2501 – Milano
Curated by Giuseppe Pizzuto
Wunderkammern has presented in Milan a new show by Italian artist 2501: Milano. 2501 , (Jacopo Ceccarelli, Milan, 1981) is among the most important Italian artists of the current Urban Art scene. His exhibitions, both personal and collective, were hosted by important museums such as MACRO in Rome, La Triennale di Milano, Museo Pecci in Prato, La Reggia di Caserta and the Foundation Edward De Valle in Santo Domingo. In 2017 he won a residency at the Gallery Libertad Queretaro in Mexico and exhibits at Miami Art Basel with an installation of the project LA MACCHINA. In 2015 he participated to “Urban Art Renaissance”, a group exhibition presented at the Fabbrica del Vapore in Milan and in 2013 he exhibited at the 55th edition of the Venice Biennale with an official satellite event: Back 2 Back.
Jacopo Ceccarelli has matured his style by coming in contact with the South American school of Street Art. After this experience he changed his name to 2501 to indicate, with his date of birth, his artistic renaissance. His eclectic production is characterized by a recognizable style, formed by black and white sinuous lines, sometimes accompanied by golden or silver circles. However, for the artist, style is only an instrument, what really matters is the concept and the gestures.
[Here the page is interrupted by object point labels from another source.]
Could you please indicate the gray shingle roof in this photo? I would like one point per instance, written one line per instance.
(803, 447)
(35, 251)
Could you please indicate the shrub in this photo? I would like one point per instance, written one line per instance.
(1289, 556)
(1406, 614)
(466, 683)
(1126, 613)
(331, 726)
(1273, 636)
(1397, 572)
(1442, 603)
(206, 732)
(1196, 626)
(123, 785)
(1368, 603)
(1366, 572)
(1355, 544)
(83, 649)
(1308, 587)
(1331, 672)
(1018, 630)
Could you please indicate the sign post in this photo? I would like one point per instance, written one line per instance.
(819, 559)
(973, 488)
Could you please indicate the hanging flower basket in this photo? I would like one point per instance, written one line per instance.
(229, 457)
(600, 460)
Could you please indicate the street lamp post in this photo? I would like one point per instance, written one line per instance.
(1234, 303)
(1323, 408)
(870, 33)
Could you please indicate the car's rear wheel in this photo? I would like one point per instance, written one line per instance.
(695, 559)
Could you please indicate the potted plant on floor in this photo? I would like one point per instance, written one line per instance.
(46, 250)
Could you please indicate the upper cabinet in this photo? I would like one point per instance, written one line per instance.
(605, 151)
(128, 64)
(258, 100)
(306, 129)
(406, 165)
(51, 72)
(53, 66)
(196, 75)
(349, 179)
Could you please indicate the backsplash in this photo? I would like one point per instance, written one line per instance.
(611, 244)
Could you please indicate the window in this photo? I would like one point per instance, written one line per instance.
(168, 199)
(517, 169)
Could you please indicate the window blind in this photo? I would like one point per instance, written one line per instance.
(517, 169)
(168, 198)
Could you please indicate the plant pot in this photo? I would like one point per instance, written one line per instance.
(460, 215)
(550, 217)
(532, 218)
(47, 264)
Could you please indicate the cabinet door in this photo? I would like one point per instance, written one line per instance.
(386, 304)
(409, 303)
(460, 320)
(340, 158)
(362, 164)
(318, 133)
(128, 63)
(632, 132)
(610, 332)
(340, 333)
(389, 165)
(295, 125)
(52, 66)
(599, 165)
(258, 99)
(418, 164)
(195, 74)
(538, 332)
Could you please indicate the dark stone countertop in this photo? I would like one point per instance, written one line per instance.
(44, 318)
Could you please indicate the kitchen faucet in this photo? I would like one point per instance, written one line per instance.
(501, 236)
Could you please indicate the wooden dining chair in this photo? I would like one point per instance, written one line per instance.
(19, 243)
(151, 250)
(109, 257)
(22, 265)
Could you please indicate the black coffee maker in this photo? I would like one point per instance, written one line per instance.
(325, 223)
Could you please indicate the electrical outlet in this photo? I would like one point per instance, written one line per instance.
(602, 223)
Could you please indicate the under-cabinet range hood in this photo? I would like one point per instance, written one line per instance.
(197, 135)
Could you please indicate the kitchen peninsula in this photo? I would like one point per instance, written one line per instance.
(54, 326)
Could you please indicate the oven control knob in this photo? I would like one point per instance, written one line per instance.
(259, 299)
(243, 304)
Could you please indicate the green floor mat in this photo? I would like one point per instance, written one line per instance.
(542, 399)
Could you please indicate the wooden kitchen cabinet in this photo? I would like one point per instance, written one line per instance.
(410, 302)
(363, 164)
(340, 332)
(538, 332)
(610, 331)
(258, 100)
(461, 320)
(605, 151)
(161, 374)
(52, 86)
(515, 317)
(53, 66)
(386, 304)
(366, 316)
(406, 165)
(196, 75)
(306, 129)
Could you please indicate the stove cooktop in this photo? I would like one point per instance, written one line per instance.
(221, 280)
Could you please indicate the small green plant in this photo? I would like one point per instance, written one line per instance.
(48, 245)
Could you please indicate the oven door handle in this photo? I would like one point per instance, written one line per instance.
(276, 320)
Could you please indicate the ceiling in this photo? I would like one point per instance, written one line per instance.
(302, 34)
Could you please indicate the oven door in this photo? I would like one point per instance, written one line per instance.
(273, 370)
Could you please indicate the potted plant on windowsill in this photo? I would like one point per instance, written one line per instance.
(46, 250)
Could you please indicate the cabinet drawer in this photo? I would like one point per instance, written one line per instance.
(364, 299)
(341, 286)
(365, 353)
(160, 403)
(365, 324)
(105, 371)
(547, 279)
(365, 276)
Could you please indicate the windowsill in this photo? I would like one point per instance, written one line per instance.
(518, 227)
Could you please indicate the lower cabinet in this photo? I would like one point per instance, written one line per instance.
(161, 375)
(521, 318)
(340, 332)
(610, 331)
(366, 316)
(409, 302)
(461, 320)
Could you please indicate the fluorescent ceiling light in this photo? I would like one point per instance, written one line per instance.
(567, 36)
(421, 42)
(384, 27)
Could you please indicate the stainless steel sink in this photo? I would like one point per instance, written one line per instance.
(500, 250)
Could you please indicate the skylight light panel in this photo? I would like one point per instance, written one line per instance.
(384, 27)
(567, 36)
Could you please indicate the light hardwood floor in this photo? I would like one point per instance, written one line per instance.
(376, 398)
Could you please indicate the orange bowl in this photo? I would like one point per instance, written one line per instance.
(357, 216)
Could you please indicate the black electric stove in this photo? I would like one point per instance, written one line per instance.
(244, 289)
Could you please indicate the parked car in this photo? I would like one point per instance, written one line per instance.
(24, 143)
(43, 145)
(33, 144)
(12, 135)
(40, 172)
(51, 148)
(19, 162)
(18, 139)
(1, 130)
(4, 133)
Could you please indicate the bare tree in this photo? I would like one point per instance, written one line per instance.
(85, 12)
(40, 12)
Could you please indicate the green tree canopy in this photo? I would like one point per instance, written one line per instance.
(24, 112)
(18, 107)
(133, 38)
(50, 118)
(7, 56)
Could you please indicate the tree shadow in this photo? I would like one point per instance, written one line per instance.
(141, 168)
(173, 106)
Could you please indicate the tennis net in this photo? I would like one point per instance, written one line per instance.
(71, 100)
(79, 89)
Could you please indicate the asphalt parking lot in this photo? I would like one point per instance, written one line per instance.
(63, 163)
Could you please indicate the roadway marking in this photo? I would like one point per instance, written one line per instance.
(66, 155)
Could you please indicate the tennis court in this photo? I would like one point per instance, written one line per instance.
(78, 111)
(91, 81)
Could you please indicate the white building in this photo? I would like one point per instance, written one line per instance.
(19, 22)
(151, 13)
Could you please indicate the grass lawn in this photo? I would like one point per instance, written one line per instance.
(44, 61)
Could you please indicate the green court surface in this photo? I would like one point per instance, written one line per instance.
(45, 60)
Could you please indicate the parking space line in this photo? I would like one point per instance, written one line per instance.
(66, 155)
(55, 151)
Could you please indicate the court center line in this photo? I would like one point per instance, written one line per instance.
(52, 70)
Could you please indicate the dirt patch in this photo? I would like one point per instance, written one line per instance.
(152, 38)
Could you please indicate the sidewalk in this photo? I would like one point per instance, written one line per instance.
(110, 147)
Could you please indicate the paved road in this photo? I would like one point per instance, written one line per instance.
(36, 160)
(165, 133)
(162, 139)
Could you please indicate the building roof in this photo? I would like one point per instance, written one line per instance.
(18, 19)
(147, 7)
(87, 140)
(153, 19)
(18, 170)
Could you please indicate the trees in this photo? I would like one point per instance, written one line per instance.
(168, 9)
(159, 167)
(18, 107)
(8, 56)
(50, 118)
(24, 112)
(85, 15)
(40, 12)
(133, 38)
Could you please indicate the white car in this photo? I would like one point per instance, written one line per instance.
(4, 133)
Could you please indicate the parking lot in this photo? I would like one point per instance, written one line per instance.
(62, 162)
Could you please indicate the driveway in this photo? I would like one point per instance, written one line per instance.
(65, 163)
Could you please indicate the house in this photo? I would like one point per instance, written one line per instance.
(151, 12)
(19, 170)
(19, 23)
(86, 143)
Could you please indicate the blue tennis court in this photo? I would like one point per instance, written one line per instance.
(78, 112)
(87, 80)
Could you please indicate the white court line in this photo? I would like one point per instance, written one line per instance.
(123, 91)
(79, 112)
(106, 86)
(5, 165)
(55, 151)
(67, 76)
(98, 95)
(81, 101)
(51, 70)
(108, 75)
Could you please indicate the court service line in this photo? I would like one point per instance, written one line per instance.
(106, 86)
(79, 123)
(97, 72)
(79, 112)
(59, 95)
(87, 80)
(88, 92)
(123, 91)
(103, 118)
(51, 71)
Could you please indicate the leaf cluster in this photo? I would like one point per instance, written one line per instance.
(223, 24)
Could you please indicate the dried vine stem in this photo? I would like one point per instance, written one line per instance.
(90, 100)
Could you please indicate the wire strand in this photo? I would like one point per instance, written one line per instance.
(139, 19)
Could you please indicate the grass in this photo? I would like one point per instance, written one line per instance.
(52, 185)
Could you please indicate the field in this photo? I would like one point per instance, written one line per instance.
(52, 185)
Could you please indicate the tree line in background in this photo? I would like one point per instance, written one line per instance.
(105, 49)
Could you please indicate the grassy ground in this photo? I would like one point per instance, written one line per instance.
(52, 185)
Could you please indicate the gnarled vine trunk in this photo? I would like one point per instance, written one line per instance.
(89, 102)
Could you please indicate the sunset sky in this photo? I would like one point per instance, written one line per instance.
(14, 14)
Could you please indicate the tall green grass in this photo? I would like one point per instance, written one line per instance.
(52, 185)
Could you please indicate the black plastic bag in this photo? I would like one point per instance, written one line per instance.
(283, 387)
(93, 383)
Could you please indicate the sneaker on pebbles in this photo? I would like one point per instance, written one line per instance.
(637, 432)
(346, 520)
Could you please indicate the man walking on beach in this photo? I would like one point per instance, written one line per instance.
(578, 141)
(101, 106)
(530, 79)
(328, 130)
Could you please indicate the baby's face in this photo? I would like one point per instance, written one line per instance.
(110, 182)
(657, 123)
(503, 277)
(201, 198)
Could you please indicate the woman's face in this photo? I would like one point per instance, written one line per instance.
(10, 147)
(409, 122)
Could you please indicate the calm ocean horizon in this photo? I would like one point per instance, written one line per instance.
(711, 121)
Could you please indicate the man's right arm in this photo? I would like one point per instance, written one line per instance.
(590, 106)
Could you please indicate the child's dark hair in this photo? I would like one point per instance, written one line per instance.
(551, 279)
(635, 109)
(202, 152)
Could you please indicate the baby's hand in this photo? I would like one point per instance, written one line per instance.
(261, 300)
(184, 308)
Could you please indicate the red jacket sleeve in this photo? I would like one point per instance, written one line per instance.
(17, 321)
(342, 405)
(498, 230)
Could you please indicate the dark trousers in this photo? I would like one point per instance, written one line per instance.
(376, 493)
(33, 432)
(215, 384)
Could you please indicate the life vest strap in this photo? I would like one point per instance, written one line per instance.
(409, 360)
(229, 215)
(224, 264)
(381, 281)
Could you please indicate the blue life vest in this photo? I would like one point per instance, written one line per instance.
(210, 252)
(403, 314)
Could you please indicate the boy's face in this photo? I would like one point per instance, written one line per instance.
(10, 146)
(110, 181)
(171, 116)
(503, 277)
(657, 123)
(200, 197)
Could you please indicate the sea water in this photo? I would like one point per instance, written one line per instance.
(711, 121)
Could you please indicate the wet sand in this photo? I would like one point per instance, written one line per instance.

After the solo exhibition Nomadic experiment, on the brink of disaster, inaugurated in 2015 at the Rome gallery, Wunderkammern presented a new solo show by 2501: Milano. The link of 2501 with his city is strengthened thanks to the close connection that urban artists create with public space. In this exhibition the link is reversed: the architecture of the city is estranged from the role of medium that it usually covers, and it becomes part of the work itself. The map of Milan is everywhere, sometimes recognizable and sometimes hidden by the monochromatic lines typical of the style of 2501. Its “scratches”, traced on the serigraphs on paper or aluminum, make the work unique and unrepeatable.
2501 presented, specifically for the exhibition at Wunderkammern, aluminum works of medium and large format that, silk-screened on both sides, allow a double consumption; large format works on paper; ceramics, which together form the city map and a sculpture composed of rough urban pipes. This great variety of production seems to create an analogy with the neighborhoods of the city from which the exhibition takes the name.